DETROIT (AP) - Marian Hossa ended up doing a favor for the Pittsburgh Penguins.
Hossa turned down a lucrative, long-term contract from Pittsburgh last year to sign a one-year deal with the Detroit Red Wings because he thought they gave him a better shot to hoist the Stanley Cup.
Hossa didn't score in the finals and wasn't a factor in Game 7 on Friday night, leaving him to watch his former teammates claim the Cup with a 2-1 victory.
"That's life," he said. "You just have to move on. It's a great life experience.
"It's a tough pill to swallow."
The Penguins didn't need Hossa to beat Detroit and they wisely used the money they didn't spend on him on other players, some of whom they can retain in the future because Hossa isn't around collecting big paychecks.
"It could be different circumstances if I sign in Pittsburgh and now they probably couldn't sign some other players and they would be different team," Hossa said. "So we could sit here for hours discussing this, but it could be different team, could be different things so I don't regret the decision."
Hossa turned down a long-term deal worth almost $50 million last summer for a one-year contract worth about $7.5 million, leaving the runner-up Penguins to play for the defending champions.
He said the Penguins didn't rub it in during the postgame handshake.
"Nobody said anything," said Hossa, who is eligible to be a free agent this offseason. "I congratulated them and that was it."

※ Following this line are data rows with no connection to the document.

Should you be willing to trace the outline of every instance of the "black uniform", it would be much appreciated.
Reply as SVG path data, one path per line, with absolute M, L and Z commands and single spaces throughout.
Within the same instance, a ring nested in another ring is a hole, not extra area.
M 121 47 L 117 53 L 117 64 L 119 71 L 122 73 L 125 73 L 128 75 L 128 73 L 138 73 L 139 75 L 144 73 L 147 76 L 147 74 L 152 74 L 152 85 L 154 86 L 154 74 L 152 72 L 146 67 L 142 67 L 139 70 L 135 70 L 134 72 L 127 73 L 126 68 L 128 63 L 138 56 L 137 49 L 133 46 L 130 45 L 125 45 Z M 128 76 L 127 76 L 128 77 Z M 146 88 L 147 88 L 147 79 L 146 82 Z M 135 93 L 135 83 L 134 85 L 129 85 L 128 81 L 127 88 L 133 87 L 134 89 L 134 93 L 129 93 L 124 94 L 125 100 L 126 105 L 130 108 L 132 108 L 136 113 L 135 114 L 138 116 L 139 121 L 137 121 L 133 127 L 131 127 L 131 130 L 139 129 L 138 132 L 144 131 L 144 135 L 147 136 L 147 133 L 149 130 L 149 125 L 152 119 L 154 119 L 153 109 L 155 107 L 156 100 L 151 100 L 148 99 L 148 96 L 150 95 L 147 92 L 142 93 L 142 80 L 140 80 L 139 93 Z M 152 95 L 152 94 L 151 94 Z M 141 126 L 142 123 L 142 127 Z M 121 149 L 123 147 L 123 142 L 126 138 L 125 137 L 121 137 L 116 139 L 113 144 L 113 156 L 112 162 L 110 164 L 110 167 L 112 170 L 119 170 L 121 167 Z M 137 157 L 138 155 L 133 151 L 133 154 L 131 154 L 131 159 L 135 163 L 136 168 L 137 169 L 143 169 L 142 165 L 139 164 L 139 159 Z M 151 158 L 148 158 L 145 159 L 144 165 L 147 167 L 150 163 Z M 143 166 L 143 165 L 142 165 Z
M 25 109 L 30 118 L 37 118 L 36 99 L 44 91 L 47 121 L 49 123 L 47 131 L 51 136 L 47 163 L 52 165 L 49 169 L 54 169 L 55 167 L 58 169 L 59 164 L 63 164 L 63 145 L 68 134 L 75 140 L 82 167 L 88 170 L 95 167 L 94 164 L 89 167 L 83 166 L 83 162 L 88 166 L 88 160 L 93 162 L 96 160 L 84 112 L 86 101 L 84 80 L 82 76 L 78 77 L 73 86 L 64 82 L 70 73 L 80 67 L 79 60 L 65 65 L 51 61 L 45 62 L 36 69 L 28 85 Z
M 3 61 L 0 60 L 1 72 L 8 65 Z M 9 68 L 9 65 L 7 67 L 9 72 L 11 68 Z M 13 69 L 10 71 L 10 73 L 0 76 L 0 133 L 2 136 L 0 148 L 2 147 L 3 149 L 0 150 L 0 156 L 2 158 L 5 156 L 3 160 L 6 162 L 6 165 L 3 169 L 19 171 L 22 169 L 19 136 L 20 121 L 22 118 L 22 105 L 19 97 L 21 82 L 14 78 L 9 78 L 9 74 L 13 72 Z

Hossa, who had a team-high 40 goals during the regular season, scored in just three games during the Western Conference finals and was limited to just three assists in the Cup finals.
Perhaps emblematic of his rough night and series, Hossa even wiped out in front of his own bench in the second period with nobody around him.
"He was probably feeling the pressure a little bit," teammate Brad Stuart said. "It's one of the story lines of the series, I guess, the fact we ended up playing them again.
"Obviously, feel bad for the guy."
Before the finals, Penguins forward Max Talbot said he couldn't wait to shake Hossa's hand when the series was over to tell him he picked the wrong team.
When Talbot greeted Hossa, though, he changed his mind.
"I just told him, `Good job,"' recalled Talbot, who scored both Pittsburgh goals in Game 7. "I think he knows he made the wrong choice, I don't have to tell him."